Lateral pressure refers to any tendency (or propensity) of individuals, societies, states, and firms (and other entities) to expand their activities and exert influence and control beyond their established boundaries, whether for economic, political, military, scientific, religious, or other purposes. The strength of a country’s lateral pressure is generally taken to correlate positively with its power as conventionally understood.
The theory is anchored in the dynamics of growth and expansion. It seeks to explain the relationships between state characteristics and patterns of international behavior. The focus is on the sources and consequences of transformation and change in international relations, and provides a basis for identifying and analyzing potential feedback dynamics that may shape and reshape interactions and outcomes.
Assumptions
Lateral pressure theory assumes that each statistic is an indicator of—and consequence of—a discrete decision by an individual human being governed by his or her preferences. The larger the size of the community, the greater the demands, wants, and needs. Population growth, for example, is in fact the outcome of a large number of discrete private decisions (due to volition, coercion, or other) over which policy makers or national governments are not likely to have direct control. Statistics involve descriptions of, and generalizations about, aggregates.

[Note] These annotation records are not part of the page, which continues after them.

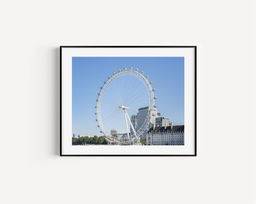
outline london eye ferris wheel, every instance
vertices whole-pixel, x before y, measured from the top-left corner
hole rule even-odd
[[[96,100],[95,108],[96,121],[100,132],[110,143],[127,143],[138,141],[143,133],[148,130],[154,108],[156,108],[152,81],[148,81],[148,76],[144,72],[139,72],[137,68],[134,70],[124,68],[113,72],[100,87]],[[135,115],[138,110],[147,107],[143,115]],[[126,138],[119,139],[111,134],[111,130],[115,129],[119,133],[127,133]]]

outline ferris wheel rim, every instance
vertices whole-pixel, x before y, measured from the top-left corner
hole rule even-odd
[[[97,103],[96,106],[95,107],[96,108],[96,113],[95,114],[97,115],[96,121],[98,122],[98,127],[99,127],[100,129],[100,132],[104,134],[104,136],[107,137],[107,138],[110,138],[111,139],[113,139],[110,133],[108,132],[108,131],[105,129],[105,127],[104,126],[104,124],[101,120],[100,112],[101,102],[105,92],[107,90],[107,88],[109,86],[118,78],[121,77],[122,76],[130,75],[136,77],[137,79],[138,79],[143,83],[145,88],[147,91],[148,96],[148,106],[152,108],[155,107],[154,100],[156,98],[156,97],[155,97],[154,96],[153,91],[155,91],[155,90],[154,89],[152,89],[151,87],[151,84],[152,84],[152,82],[148,82],[147,79],[148,78],[148,77],[144,77],[144,76],[143,76],[144,73],[144,72],[141,72],[141,73],[139,73],[138,72],[137,69],[135,70],[135,71],[133,70],[124,69],[123,70],[121,70],[119,69],[118,72],[113,72],[113,74],[111,75],[111,77],[109,77],[108,79],[106,81],[104,81],[102,87],[100,88],[100,91],[99,93],[98,93],[98,97],[97,98],[97,100],[96,100]],[[139,137],[143,134],[143,133],[146,130],[145,128],[147,126],[148,126],[149,124],[149,120],[150,117],[150,112],[149,111],[148,112],[146,119],[144,121],[143,125],[141,126],[140,129],[138,130],[137,131],[136,131],[136,133],[138,133],[137,136],[132,138],[131,139],[129,139],[129,141],[130,141],[131,140],[134,140],[134,139],[135,139],[135,137],[136,138]],[[114,140],[112,140],[111,139],[108,139],[108,140],[110,142],[113,142],[114,141]]]

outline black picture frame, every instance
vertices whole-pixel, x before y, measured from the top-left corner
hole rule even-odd
[[[62,49],[63,48],[195,48],[195,153],[191,155],[67,155],[62,152]],[[173,45],[173,46],[80,46],[63,45],[60,47],[60,147],[61,157],[196,157],[196,45]]]

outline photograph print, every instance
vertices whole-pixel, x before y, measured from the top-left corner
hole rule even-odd
[[[75,56],[71,62],[73,149],[88,149],[85,155],[94,149],[96,155],[171,156],[169,149],[178,153],[190,145],[184,56]]]

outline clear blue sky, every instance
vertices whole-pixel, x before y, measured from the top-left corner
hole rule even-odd
[[[158,112],[174,125],[184,125],[184,57],[73,57],[73,134],[102,135],[94,114],[97,93],[113,72],[131,67],[153,82]]]

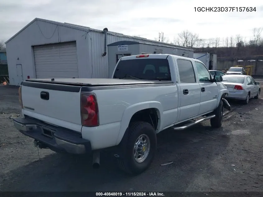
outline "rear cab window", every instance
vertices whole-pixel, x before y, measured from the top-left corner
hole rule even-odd
[[[211,82],[211,75],[205,66],[198,62],[195,62],[197,70],[197,76],[200,82]]]
[[[242,68],[231,67],[229,69],[228,71],[232,72],[241,72],[242,69]]]
[[[167,59],[137,58],[120,61],[114,78],[171,81]]]
[[[177,62],[180,82],[196,82],[194,67],[191,61],[186,59],[177,59]]]

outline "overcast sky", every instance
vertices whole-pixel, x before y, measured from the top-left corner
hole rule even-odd
[[[256,11],[198,12],[194,8],[218,7],[256,7]],[[254,28],[263,27],[263,1],[0,0],[0,40],[6,41],[35,18],[101,30],[107,27],[152,40],[162,32],[172,41],[187,29],[200,38],[240,34],[248,40]]]

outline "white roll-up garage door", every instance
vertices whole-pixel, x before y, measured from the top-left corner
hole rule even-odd
[[[37,78],[78,77],[76,42],[34,47]]]

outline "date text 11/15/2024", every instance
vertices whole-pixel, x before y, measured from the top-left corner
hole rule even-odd
[[[96,192],[96,196],[163,196],[162,192]]]
[[[256,7],[195,7],[195,12],[256,12]]]

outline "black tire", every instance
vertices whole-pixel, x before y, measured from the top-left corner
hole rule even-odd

In this connection, if there is any “determinism” in this logic, then it is one driven by individual decision. Indicators of technology, like those of population, are also the observed outcomes of a number of widely dispersed decisions by individual actors such as developers, inventors, scientists, investors, manufacturers, etc. The same holds for resource access and usage.
Causal Dynamics
The causal processes run from internal drivers—population, resources, technology—whose interactions define the profiles of states and, through intervening processes, lead to external behavior). Figure 1.3 presents a formalized view of these processes.

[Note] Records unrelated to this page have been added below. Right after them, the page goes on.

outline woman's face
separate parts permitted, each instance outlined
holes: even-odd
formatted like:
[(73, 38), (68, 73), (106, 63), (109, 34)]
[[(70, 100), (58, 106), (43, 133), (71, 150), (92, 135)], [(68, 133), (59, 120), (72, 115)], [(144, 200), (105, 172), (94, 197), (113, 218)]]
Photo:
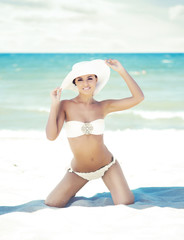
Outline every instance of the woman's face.
[(82, 94), (93, 94), (97, 83), (97, 76), (94, 74), (87, 74), (75, 79), (75, 84)]

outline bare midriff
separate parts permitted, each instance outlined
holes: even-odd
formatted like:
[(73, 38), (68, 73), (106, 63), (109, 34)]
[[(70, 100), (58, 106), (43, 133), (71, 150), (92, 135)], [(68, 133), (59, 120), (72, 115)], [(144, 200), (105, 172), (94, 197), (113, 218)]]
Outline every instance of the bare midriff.
[(109, 164), (112, 154), (103, 142), (103, 135), (68, 138), (74, 158), (71, 166), (77, 172), (93, 172)]

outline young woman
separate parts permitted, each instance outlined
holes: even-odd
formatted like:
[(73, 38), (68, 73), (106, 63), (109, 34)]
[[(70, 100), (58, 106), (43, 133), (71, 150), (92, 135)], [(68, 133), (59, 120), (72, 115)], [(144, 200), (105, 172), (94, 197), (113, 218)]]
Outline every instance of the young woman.
[[(96, 101), (93, 97), (106, 84), (110, 68), (126, 82), (132, 96), (119, 100)], [(132, 204), (122, 169), (103, 142), (104, 118), (115, 111), (129, 109), (144, 99), (143, 92), (118, 60), (80, 62), (63, 81), (64, 88), (78, 91), (77, 97), (62, 100), (61, 88), (51, 92), (51, 109), (46, 127), (49, 140), (55, 140), (65, 122), (68, 141), (73, 152), (71, 168), (45, 200), (52, 207), (64, 207), (90, 180), (102, 178), (114, 204)]]

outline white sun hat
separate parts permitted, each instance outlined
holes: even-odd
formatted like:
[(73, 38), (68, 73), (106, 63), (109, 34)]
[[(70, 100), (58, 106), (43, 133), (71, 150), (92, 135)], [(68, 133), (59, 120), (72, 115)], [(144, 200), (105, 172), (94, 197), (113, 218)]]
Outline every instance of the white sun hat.
[(68, 73), (61, 84), (62, 89), (69, 89), (78, 92), (77, 86), (73, 80), (77, 77), (95, 74), (98, 77), (94, 95), (100, 92), (110, 77), (110, 67), (104, 60), (96, 59), (92, 61), (79, 62), (73, 65), (72, 70)]

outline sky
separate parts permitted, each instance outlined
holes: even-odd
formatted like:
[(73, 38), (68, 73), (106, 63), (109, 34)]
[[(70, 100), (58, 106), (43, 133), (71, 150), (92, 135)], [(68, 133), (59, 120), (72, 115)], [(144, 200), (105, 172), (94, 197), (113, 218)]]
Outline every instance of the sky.
[(184, 52), (184, 0), (0, 0), (5, 52)]

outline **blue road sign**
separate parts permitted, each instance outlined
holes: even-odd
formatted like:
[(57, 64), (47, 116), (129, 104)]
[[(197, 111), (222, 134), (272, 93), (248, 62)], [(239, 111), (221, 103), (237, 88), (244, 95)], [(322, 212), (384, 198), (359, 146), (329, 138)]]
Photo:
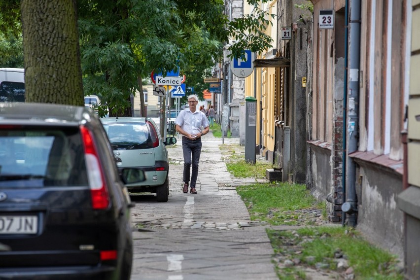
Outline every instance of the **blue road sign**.
[(185, 96), (185, 84), (181, 84), (181, 86), (175, 86), (171, 91), (171, 97), (173, 98), (182, 97)]
[(243, 57), (233, 60), (234, 68), (252, 68), (252, 61), (251, 57), (252, 53), (250, 50), (245, 50)]
[(251, 50), (244, 50), (241, 57), (232, 59), (231, 69), (233, 74), (240, 78), (245, 78), (254, 70), (254, 53)]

SIMPLIFIED CAUSAL LOGIC OF LATERAL PRESSURE DYNAMICS.
Source: Choucri, N., & Agarwal, G. (2017). The theory of lateral pressure: Highlights of quantification and empirical analysis. In W. R. Thompson (Ed.), The Oxford Encyclopedia of Empirical International Relations Theory. Oxford University Press
As states expand their activities outside territorial boundaries, they encounter other states similarly engaged. Expansion may result in intersections among spheres of influence and, set in motion complex interactions, can lead to escalation and conflict—or to cooperation and collaboration—depending on intents and capabilities. (North, 1990; Choucri, 2012).
Empirical analyses of lateral pressure theory have gone through several phases of investigation, with each phase providing grounds for added developments in theory and new challenges for quantitative analysis. Jointly, they have contributed to greater refinement of the theory and its properties.

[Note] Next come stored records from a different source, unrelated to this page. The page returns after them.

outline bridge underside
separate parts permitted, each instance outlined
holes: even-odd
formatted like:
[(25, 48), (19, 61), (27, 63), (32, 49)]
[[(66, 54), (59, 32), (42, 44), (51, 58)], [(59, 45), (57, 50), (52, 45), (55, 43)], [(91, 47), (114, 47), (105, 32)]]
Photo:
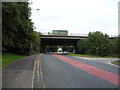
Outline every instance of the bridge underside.
[(80, 39), (58, 39), (58, 38), (41, 38), (40, 52), (44, 52), (45, 46), (75, 46)]

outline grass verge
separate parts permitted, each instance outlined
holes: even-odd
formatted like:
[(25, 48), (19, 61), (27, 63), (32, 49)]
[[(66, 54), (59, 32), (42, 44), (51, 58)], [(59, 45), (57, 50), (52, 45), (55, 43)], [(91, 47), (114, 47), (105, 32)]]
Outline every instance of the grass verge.
[(118, 61), (114, 61), (114, 62), (111, 62), (112, 64), (115, 64), (115, 65), (120, 65), (120, 60)]
[(24, 57), (23, 55), (17, 55), (13, 53), (3, 53), (2, 54), (2, 67), (23, 57)]
[(67, 54), (69, 56), (79, 56), (79, 57), (95, 57), (95, 58), (118, 58), (118, 57), (113, 57), (113, 56), (95, 56), (95, 55), (88, 55), (88, 54)]

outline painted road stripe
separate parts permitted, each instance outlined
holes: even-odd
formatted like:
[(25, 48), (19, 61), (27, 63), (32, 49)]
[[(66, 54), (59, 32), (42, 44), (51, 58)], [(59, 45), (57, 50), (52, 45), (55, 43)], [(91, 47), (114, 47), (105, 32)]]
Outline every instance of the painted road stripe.
[[(79, 62), (79, 61), (75, 61), (75, 60), (60, 56), (60, 55), (53, 55), (53, 56), (76, 67), (76, 68), (84, 70), (96, 77), (106, 80), (114, 85), (120, 86), (120, 83), (118, 83), (118, 79), (120, 81), (120, 78), (118, 78), (118, 74), (108, 72), (108, 71), (102, 70), (100, 68), (97, 68), (97, 67)], [(120, 76), (120, 74), (119, 74), (119, 76)]]

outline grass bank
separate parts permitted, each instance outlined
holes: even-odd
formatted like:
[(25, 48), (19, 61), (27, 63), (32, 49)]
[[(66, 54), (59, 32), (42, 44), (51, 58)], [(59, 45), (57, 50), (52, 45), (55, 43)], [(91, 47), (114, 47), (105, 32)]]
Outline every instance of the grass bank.
[(17, 55), (13, 53), (3, 53), (2, 54), (2, 67), (23, 57), (24, 57), (23, 55)]
[(88, 55), (88, 54), (68, 54), (69, 56), (79, 56), (79, 57), (95, 57), (95, 58), (118, 58), (114, 56), (95, 56), (95, 55)]
[(120, 65), (120, 60), (119, 61), (114, 61), (114, 62), (112, 62), (112, 64)]

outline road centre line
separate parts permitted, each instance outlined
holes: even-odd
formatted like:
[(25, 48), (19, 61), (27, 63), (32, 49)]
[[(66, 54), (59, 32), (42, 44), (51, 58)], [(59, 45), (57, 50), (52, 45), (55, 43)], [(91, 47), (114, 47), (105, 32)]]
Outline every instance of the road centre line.
[(38, 58), (38, 56), (36, 57), (35, 62), (34, 62), (33, 76), (32, 76), (32, 87), (31, 88), (33, 88), (33, 85), (34, 85), (34, 78), (35, 78), (34, 74), (35, 74), (35, 66), (36, 66), (37, 58)]
[[(78, 69), (81, 69), (83, 71), (86, 71), (96, 77), (99, 77), (105, 81), (108, 81), (114, 85), (120, 86), (120, 83), (118, 83), (118, 81), (120, 81), (120, 78), (118, 78), (118, 76), (120, 76), (119, 74), (115, 74), (112, 72), (108, 72), (105, 70), (102, 70), (100, 68), (79, 62), (79, 61), (75, 61), (60, 55), (53, 55), (54, 57), (58, 58), (59, 60), (62, 60)], [(118, 80), (119, 79), (119, 80)]]

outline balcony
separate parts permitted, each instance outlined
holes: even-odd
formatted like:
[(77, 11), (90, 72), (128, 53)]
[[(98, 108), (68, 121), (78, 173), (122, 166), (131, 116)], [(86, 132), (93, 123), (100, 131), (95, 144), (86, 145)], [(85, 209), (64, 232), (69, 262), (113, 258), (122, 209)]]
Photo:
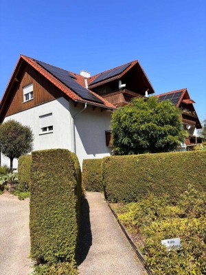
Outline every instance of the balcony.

With the construction of cyberspace, our investigations have taken on new directions, first by focusing on the virtual domain, and then by exploring similarities and differences between the two “spaces” as hosts of lateral pressure and as operational domains for the shift from propensity for expansion to overt manifestations of external activities.
Reference:
- Choucri, N., & Agarwal, G. (2017). The theory of lateral pressure: Highlights of quantification and empirical analysis. In W. R. Thompson (Ed.), The Oxford Encyclopedia of Empirical International Relations Theory. Oxford University Press. https://doi.org/10.1093/acrefore/9780190228637.013.300
- North, R.C. (1990). War, Peace, Survival: Global Politics and Conceptual Synthesis. Westview Press.